When I received my FM9 some months ago, I thoroughly compared it to my axe fx 3 before selling the latter, and one of the comparisons I made was about the aliasing performance. I haven't posted the results till now on other forums to avoid starting a flame war among both fanbois and haters, since these findings somewhat contradict what fractal has officially (un)said about this, and I perfectly understand that they avoid disclosing these details for those same reasons, on Fractal forum and TOP this would be blown out of proportion for sure.
But since we are on TGF and this interesting thread came out, here we go:
I used the method proposed by Cliff to measure the aliasing, feeding a 9-11 kHz sine sweep to the same exact amp model (VH4) and corresponding FWs between the two units.
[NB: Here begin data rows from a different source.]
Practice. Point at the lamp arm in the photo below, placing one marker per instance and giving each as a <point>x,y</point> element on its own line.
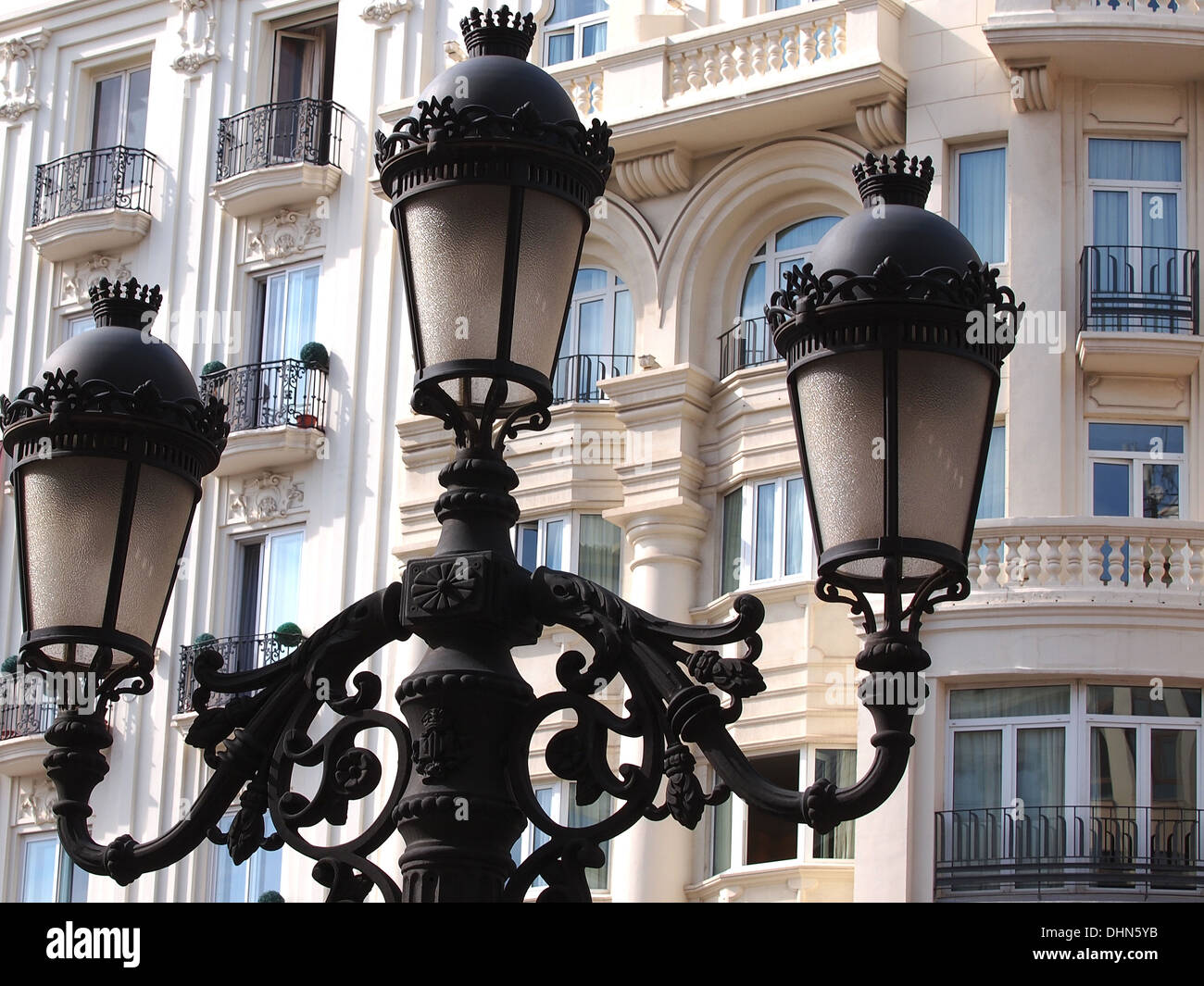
<point>260,737</point>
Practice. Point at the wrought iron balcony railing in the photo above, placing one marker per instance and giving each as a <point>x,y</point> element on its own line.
<point>746,343</point>
<point>237,654</point>
<point>577,377</point>
<point>109,177</point>
<point>25,718</point>
<point>1139,289</point>
<point>270,393</point>
<point>301,131</point>
<point>1106,848</point>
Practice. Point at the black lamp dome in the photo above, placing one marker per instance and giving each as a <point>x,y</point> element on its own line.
<point>496,73</point>
<point>895,224</point>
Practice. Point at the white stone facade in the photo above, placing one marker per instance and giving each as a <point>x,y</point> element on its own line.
<point>734,121</point>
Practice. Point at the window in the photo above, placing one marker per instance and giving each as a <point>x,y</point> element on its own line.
<point>749,836</point>
<point>558,802</point>
<point>586,544</point>
<point>1136,469</point>
<point>574,29</point>
<point>289,304</point>
<point>47,873</point>
<point>1051,745</point>
<point>747,342</point>
<point>598,340</point>
<point>779,541</point>
<point>1136,205</point>
<point>302,69</point>
<point>991,501</point>
<point>983,201</point>
<point>245,882</point>
<point>269,580</point>
<point>119,109</point>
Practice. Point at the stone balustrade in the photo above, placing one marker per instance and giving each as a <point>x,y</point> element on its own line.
<point>1133,554</point>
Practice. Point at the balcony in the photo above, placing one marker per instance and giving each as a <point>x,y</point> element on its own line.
<point>1130,293</point>
<point>278,155</point>
<point>1070,849</point>
<point>19,720</point>
<point>719,85</point>
<point>237,654</point>
<point>1136,554</point>
<point>1147,40</point>
<point>747,343</point>
<point>576,377</point>
<point>277,413</point>
<point>92,201</point>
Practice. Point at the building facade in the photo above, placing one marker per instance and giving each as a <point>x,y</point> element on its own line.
<point>221,148</point>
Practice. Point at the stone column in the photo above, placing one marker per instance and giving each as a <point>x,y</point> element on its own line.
<point>666,529</point>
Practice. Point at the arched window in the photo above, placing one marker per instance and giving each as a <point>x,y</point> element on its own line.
<point>600,336</point>
<point>576,29</point>
<point>747,342</point>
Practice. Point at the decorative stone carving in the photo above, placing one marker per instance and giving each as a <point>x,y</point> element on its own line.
<point>19,75</point>
<point>383,11</point>
<point>882,121</point>
<point>1136,395</point>
<point>653,175</point>
<point>288,231</point>
<point>35,796</point>
<point>81,276</point>
<point>268,496</point>
<point>197,31</point>
<point>1032,85</point>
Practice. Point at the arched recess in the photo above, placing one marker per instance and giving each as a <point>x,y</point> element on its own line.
<point>741,203</point>
<point>621,241</point>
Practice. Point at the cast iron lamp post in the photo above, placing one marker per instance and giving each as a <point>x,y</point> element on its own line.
<point>492,184</point>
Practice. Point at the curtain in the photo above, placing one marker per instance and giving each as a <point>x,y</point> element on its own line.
<point>730,564</point>
<point>982,201</point>
<point>597,556</point>
<point>796,525</point>
<point>765,517</point>
<point>1010,702</point>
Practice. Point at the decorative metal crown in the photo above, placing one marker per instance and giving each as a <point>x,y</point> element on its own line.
<point>127,304</point>
<point>500,31</point>
<point>898,181</point>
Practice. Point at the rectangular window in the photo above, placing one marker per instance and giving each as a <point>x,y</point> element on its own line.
<point>779,544</point>
<point>994,478</point>
<point>245,882</point>
<point>983,201</point>
<point>839,767</point>
<point>1136,469</point>
<point>269,592</point>
<point>588,544</point>
<point>47,873</point>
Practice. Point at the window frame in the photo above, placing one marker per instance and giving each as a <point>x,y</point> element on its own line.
<point>65,869</point>
<point>955,197</point>
<point>747,559</point>
<point>577,27</point>
<point>739,818</point>
<point>1135,460</point>
<point>219,855</point>
<point>1135,185</point>
<point>240,543</point>
<point>1076,724</point>
<point>572,535</point>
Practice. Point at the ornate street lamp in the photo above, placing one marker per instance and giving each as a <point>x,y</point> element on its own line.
<point>492,182</point>
<point>107,456</point>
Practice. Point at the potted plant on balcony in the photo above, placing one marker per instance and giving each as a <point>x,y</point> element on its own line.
<point>288,634</point>
<point>313,356</point>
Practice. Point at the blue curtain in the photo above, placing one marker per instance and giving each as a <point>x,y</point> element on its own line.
<point>982,201</point>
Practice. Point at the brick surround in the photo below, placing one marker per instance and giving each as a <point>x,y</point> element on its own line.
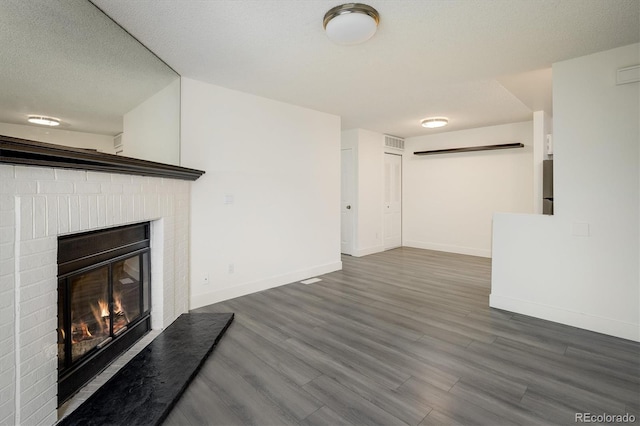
<point>36,205</point>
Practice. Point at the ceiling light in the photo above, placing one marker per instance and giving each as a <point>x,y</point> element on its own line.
<point>44,121</point>
<point>433,123</point>
<point>351,23</point>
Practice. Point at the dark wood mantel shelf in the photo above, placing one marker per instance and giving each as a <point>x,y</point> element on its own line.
<point>31,153</point>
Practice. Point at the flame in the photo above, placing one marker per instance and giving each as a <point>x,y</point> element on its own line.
<point>117,304</point>
<point>104,308</point>
<point>85,329</point>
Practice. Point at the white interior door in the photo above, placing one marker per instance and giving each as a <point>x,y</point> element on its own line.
<point>392,228</point>
<point>346,202</point>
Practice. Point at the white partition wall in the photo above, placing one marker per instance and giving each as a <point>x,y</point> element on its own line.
<point>267,210</point>
<point>581,266</point>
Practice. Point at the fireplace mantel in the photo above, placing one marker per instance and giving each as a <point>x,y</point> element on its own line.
<point>31,153</point>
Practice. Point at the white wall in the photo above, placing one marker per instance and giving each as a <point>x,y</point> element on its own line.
<point>449,199</point>
<point>368,149</point>
<point>580,267</point>
<point>151,131</point>
<point>267,211</point>
<point>102,143</point>
<point>542,126</point>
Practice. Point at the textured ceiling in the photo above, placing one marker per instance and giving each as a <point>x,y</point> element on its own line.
<point>65,58</point>
<point>477,62</point>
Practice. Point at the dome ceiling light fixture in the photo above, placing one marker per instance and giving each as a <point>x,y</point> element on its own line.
<point>351,23</point>
<point>435,122</point>
<point>43,120</point>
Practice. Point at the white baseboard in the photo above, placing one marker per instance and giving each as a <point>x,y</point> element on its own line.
<point>595,323</point>
<point>367,251</point>
<point>472,251</point>
<point>215,296</point>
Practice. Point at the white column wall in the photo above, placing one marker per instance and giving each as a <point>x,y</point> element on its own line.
<point>581,266</point>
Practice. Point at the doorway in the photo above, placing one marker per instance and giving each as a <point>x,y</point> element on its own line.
<point>346,202</point>
<point>392,221</point>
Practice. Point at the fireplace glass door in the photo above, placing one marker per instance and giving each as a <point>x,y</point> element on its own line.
<point>104,300</point>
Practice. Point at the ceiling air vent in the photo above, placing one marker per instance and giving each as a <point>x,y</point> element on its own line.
<point>393,142</point>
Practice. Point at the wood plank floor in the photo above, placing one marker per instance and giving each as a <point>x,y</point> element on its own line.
<point>404,337</point>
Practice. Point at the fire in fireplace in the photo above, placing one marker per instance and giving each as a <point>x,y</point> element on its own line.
<point>104,300</point>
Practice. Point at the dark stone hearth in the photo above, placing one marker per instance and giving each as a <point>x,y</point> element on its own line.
<point>144,391</point>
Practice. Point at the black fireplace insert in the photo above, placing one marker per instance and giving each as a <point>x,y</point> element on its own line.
<point>104,300</point>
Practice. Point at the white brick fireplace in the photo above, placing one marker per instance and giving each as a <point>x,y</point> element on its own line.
<point>36,205</point>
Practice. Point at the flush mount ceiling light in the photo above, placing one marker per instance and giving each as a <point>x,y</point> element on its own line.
<point>43,121</point>
<point>351,23</point>
<point>432,123</point>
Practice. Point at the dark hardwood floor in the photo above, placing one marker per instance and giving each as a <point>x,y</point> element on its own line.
<point>404,337</point>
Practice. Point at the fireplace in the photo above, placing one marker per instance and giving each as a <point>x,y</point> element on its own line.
<point>104,300</point>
I also tested if there was a difference between having just 1 amp block vs 2 on the axe fx and it turns out there is indeed.
Axe FX with one amp loaded
View attachment 5352
Axe FX with two amps loaded (only one measured)
View attachment 5353
FM9
View attachment 5354
It's pretty clear and expectable that the one having less aliasing is the Axe FX with just one block loaded in the preset, it probably uses the whole 1 GHz horsepower of one of its core to process the amp alone, with an overkill amount of oversampling to reduce aliasing at minimum.
When loading two amp blocks that horsepower has to be shared between those two, so the oversampling rate is probably cut in half and the aliasing gets louder.
The FM9, having basically half the processing power of the Axe FX but split in 4 cores instead of 2, has to cut the oversampling in half again so it has the highest amount of aliasing among the three. And for the reason that the two amp blocks each have a dedicated core, running one or two amps in a preset doesn't make a difference.
The aliasing of the FM9 might seem quite high from these graphs since it's "just" 36 dB lower than the fundamental frequency, but it isn't really, cuz
this test was made with ridiculously high amounts of gain to make the aliasing more visible in the RTA graph,
something that nobody would likely ever use in real world (VH4 ch.3 with all the knobs cranked),
and the dry sine sweep was at -12 dBFS,
a level that probably no guitar DI signal can reach at those frequencies.
Making this test with more "real-world" settings and signals would push the aliasing below -60dB even on the FM9, and in fact I could not hear any difference at all between the two devices in my presets, that's why I decided to keep the fm9 and sell the Axe FX in the end, they really sound the same.